[GIT PULL] block bits for 2.6.31-rc5

From: Jens Axboe
Date: Tue Aug 04 2009 - 16:14:54 EST


Hi Linus,

Two things here - one is an IO topology fix set, a pre-requisite for
merging and fixing those for dm. The other is switching bsg to default
on and removing the experimental label. Distros have been shipping it on
for some time, and udev makes good use of it. The experimental label
should have been removed long ago.

Please pull.

git://git.kernel.dk/linux-2.6-block.git for-linus



John Stoffel (1):
Make SCSI SG v4 driver enabled by default and remove EXPERIMENTAL dependency, since udev depends on BSG

Martin K. Petersen (4):
block: Make blk_queue_stack_limits use the new stacking interface
block: Add a wrapper for setting minimum request size without a queue
block: Stack optimal I/O size
block: Update topology documentation

Documentation/ABI/testing/sysfs-block | 37 ++++++++++------
block/Kconfig | 11 +++--
block/blk-settings.c | 77 +++++++++++++++++++-------------
include/linux/blkdev.h | 1 +
4 files changed, 77 insertions(+), 49 deletions(-)

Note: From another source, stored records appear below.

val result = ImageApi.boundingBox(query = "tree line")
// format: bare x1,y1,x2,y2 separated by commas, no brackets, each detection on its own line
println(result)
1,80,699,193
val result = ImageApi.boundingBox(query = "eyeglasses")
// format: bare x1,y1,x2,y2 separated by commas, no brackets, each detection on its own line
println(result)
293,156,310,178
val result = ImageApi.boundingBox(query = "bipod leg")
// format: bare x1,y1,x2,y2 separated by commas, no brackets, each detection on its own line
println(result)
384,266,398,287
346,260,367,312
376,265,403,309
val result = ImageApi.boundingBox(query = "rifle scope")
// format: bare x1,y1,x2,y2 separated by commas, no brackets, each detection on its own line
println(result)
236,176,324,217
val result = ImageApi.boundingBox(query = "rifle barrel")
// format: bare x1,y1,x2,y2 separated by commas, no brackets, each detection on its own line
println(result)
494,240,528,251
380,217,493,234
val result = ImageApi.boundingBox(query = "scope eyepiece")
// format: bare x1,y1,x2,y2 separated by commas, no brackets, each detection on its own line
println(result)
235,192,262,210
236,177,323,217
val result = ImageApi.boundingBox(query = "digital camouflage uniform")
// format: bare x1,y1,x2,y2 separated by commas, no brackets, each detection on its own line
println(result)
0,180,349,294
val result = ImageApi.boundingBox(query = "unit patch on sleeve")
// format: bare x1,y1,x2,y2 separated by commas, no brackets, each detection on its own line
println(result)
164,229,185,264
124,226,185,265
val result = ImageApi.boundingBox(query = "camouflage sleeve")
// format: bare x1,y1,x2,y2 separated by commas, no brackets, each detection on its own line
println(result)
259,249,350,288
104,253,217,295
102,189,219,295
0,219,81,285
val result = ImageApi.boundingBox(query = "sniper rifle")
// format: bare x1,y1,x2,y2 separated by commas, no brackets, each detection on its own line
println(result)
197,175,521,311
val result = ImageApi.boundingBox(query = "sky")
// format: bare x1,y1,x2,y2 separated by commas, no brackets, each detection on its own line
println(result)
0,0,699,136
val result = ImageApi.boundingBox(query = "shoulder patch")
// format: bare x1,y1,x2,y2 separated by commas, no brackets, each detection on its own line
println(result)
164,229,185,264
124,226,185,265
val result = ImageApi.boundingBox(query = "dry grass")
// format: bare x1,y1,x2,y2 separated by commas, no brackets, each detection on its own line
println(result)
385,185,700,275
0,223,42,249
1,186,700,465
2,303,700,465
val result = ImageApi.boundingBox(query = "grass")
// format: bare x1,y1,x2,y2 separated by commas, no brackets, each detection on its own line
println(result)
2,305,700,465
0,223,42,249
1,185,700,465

diff --git a/Documentation/ABI/testing/sysfs-block b/Documentation/ABI/testing/sysfs-block
index cbbd3e0..5f3beda 100644
--- a/Documentation/ABI/testing/sysfs-block
+++ b/Documentation/ABI/testing/sysfs-block
@@ -94,28 +94,37 @@ What: /sys/block/<disk>/queue/physical_block_size
Date: May 2009
Contact: Martin K. Petersen <martin.petersen@xxxxxxxxxx>
Description:
- This is the smallest unit the storage device can write
- without resorting to read-modify-write operation. It is
- usually the same as the logical block size but may be
- bigger. One example is SATA drives with 4KB sectors
- that expose a 512-byte logical block size to the
- operating system.
+ This is the smallest unit a physical storage device can
+ write atomically. It is usually the same as the logical
+ block size but may be bigger. One example is SATA
+ drives with 4KB sectors that expose a 512-byte logical
+ block size to the operating system. For stacked block
+ devices the physical_block_size variable contains the
+ maximum physical_block_size of the component devices.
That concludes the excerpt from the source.